Wednesday, August 7, 2013

My first blog post ever!

Here goes...

It's been two years now since I first thought of starting a blog. I've always had the inspiration to write about the many lessons life has taught me, and some that I am still yet to learn. But for the longest time, I wasn't sure it would serve my purpose - i.e. to help others with similar challenges. After all, who was I to think I had the right answers?

But over the course of time, I have realized that we human beings don't usually solve our problems by copy-pasting someone else's advice verbatim into the document of our own lives. So we all don't necessarily have to agree on a single viewpoint. And we don't have to take it personally when people disagree. Simply STARTING a discussion about a difficult issue can spark ideas, debate, and finally, help us create our own solutions to problems. My intention is just to start discussions on important issues which aren't always discussed. I don't think I have all the answers. 

First and foremost, this blog is about learning to take responsibility. For shaping our lives, for our own happiness, and for creating our own solutions.

Second, it is for anyone who has ever felt like a victim. Several years ago, I heard someone say "There are no victims, only volunteers", to which I retorted "easy for her to say, she isn't trapped in a hopeless situation like me". Now I know without a doubt that victims are just people who haven't found their power yet. All they need is a change of perspective. 

I should know. I've been there. For the first 34 years of my life, I was a scared, powerless victim of what I believed to be my unchangeable fate. I had a challenging childhood, which led to low self-esteem, and therefore to a poor life decision made largely out of fear. Largely my fault for giving into imaginary social pressures. Naturally, 9 more years of victim hood followed.

One has to break down completely in order to break free.
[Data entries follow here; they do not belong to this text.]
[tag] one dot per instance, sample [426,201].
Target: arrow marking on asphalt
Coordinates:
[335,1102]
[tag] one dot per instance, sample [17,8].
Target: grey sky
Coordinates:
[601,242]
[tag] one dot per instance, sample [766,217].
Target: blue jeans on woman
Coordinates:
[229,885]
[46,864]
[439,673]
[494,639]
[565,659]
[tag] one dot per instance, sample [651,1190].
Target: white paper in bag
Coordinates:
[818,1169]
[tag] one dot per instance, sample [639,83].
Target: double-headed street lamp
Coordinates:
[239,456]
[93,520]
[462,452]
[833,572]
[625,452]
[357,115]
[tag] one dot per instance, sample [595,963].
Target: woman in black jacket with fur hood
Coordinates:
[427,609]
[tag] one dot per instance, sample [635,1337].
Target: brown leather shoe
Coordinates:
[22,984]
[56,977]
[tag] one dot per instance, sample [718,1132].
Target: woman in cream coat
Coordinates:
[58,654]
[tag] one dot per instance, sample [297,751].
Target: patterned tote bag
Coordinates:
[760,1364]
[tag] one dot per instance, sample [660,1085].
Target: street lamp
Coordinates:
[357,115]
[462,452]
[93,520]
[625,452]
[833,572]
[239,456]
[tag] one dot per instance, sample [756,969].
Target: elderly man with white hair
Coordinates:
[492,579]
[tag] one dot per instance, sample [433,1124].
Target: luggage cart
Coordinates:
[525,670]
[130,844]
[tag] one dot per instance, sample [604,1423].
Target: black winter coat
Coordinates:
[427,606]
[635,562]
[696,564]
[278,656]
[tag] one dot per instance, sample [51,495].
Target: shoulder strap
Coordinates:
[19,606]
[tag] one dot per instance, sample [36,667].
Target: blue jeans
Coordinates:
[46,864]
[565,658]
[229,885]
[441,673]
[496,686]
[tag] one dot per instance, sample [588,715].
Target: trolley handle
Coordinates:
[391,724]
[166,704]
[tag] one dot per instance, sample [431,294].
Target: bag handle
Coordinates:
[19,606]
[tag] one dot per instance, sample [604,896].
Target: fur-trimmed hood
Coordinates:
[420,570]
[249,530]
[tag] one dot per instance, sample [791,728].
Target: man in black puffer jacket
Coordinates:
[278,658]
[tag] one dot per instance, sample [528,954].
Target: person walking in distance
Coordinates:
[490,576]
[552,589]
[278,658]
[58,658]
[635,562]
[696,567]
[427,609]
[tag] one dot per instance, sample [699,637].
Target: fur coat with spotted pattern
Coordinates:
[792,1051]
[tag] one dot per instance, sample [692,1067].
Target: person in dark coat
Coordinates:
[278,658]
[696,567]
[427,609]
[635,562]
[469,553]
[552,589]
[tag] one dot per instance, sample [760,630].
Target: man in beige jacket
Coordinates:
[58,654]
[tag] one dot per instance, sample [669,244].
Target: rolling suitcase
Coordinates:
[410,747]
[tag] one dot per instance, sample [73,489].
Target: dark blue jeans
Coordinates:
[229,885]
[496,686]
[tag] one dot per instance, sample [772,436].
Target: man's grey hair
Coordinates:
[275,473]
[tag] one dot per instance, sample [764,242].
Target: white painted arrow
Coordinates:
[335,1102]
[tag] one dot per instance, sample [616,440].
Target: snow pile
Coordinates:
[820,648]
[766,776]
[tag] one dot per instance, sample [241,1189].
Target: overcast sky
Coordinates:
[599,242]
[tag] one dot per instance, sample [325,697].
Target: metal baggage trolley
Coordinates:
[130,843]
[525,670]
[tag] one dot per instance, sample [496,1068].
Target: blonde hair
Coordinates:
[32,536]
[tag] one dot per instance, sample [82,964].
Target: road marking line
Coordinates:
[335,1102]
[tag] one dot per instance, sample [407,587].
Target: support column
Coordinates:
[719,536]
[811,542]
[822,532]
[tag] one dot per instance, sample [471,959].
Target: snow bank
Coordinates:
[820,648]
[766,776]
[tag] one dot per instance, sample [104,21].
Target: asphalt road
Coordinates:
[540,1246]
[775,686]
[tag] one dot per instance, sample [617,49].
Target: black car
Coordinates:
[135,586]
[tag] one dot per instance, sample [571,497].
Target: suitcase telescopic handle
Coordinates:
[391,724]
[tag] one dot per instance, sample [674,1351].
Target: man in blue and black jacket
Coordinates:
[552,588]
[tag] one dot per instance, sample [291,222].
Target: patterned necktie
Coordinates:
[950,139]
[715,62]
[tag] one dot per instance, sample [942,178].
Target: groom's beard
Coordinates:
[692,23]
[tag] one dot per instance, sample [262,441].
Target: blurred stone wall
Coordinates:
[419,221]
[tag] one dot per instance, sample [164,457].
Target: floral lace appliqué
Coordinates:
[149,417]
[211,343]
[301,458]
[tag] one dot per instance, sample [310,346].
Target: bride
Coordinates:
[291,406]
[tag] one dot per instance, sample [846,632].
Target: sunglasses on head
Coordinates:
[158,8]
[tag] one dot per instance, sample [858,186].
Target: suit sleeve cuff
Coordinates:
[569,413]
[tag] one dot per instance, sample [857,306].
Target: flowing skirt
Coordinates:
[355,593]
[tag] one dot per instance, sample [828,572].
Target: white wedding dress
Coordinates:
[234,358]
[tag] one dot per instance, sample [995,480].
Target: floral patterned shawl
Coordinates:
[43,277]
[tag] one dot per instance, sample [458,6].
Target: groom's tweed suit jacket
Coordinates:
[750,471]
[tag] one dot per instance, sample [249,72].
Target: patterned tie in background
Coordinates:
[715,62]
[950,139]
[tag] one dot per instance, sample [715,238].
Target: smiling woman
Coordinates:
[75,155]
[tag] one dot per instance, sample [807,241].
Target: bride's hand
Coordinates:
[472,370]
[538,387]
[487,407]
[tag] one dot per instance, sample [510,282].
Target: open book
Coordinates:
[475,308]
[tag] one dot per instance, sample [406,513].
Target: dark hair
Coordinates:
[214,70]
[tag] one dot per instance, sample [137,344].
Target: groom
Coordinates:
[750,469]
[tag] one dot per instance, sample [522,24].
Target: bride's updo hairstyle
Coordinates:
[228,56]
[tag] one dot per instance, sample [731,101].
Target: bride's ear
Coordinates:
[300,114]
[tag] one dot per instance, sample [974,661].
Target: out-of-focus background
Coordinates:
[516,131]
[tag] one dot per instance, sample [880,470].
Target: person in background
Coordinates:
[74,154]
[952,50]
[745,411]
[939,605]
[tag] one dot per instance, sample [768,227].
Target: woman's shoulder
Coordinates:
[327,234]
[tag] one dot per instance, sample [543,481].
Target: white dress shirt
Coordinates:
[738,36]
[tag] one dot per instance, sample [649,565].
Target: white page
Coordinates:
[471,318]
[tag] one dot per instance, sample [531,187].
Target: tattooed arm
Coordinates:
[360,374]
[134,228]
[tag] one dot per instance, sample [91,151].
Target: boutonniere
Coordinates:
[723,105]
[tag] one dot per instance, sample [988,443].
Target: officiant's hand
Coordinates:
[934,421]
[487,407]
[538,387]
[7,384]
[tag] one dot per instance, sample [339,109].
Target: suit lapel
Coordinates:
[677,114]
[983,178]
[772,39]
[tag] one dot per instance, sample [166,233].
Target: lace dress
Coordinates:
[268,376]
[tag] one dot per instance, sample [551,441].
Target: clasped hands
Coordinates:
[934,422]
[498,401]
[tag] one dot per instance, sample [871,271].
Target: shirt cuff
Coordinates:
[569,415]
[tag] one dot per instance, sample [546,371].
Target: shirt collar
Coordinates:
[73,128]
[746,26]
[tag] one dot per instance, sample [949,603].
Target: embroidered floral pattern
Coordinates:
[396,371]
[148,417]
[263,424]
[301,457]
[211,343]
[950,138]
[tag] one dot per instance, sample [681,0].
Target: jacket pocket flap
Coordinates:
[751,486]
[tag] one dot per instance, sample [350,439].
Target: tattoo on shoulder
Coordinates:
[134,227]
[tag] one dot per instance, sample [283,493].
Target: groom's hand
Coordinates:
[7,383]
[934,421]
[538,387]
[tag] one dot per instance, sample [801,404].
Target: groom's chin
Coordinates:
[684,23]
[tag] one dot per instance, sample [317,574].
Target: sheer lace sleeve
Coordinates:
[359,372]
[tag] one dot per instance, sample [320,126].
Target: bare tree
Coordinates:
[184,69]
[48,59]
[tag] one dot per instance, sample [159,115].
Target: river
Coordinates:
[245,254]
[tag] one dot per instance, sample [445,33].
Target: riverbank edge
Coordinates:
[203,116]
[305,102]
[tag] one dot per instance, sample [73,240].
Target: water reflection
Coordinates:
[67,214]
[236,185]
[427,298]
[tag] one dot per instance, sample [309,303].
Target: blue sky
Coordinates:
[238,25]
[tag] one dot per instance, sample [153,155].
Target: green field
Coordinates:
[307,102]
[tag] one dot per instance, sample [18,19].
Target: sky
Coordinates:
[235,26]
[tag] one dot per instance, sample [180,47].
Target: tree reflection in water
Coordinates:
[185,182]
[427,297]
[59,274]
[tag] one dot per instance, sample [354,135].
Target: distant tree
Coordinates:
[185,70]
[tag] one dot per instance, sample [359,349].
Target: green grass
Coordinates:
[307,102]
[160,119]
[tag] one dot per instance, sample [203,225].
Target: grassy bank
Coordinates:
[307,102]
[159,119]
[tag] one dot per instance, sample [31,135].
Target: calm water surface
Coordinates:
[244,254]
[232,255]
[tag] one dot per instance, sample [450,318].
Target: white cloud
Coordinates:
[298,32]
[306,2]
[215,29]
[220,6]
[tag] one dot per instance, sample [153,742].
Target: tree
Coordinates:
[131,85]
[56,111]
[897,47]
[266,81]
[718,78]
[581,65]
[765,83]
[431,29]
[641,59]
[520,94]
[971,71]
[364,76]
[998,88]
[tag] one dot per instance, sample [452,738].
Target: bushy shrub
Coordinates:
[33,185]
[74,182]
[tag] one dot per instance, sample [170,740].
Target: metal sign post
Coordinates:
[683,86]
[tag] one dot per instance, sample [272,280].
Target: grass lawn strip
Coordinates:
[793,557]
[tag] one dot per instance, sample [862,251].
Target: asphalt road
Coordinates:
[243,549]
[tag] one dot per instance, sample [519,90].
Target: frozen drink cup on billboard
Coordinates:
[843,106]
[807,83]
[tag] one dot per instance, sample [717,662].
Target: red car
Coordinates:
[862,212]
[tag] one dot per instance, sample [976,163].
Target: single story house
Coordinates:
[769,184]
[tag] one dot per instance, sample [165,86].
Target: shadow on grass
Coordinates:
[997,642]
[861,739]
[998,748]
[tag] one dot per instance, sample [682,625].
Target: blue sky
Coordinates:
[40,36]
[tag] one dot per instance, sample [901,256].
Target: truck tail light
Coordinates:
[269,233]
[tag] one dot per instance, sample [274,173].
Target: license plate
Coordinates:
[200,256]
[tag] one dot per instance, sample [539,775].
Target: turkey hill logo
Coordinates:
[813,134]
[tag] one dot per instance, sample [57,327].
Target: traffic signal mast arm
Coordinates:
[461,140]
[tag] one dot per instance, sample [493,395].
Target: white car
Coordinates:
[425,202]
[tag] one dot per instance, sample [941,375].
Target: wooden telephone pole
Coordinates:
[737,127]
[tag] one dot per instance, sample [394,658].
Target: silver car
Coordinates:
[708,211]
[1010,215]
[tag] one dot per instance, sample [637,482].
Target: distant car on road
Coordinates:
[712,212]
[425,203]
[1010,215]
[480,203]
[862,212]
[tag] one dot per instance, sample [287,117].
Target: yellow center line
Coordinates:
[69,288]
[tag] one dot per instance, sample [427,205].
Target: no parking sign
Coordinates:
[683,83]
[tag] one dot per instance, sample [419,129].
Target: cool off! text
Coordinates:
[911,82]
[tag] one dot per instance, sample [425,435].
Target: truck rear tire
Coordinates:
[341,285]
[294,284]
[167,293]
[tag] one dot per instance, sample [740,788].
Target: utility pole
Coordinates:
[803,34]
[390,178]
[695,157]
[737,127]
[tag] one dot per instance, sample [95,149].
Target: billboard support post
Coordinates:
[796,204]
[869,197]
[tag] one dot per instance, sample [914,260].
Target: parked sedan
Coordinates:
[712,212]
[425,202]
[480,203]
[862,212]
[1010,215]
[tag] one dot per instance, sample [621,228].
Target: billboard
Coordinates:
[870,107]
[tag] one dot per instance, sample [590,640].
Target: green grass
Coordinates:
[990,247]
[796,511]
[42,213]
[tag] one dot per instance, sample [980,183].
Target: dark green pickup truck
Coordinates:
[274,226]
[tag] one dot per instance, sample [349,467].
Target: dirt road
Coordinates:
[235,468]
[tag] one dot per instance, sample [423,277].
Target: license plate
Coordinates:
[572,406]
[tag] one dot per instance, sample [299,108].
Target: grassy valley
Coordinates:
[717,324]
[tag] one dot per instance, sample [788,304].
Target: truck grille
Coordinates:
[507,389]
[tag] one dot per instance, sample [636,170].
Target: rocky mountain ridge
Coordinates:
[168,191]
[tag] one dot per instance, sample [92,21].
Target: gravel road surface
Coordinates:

So when I finally broke down, 5 years ago, I decided never again to live my life like someone else was pulling the strings. I chose to live like everything WAS going well for me, like I ALREADY HAD everything that I needed, and that I would take each day and live it like it was the only one I had.

As a result, I became a much better mother than I had ever been (in spite of having just become a single parent). I found confidence at work, built a wide network of new friends, played with my 3-year old like I WAS a three year old, and found things to laugh about with him every day. People who met me even a few weeks into this change said that even my outward appearance had been transformed. Along the way, I discovered a powerful spiritual practice that aligned perfectly with my new found attitude.

Does this mean that my life is without challenges now? No, and it never will be. I believe in karma, but I also believe in our power to influence and transform it. Life will keep throwing us challenges until we learn the lessons we are meant to learn. It is up to us to change the poison into medicine.

So here goes. My attempt to pay it forward. I hope it helps someone, even if just a little bit.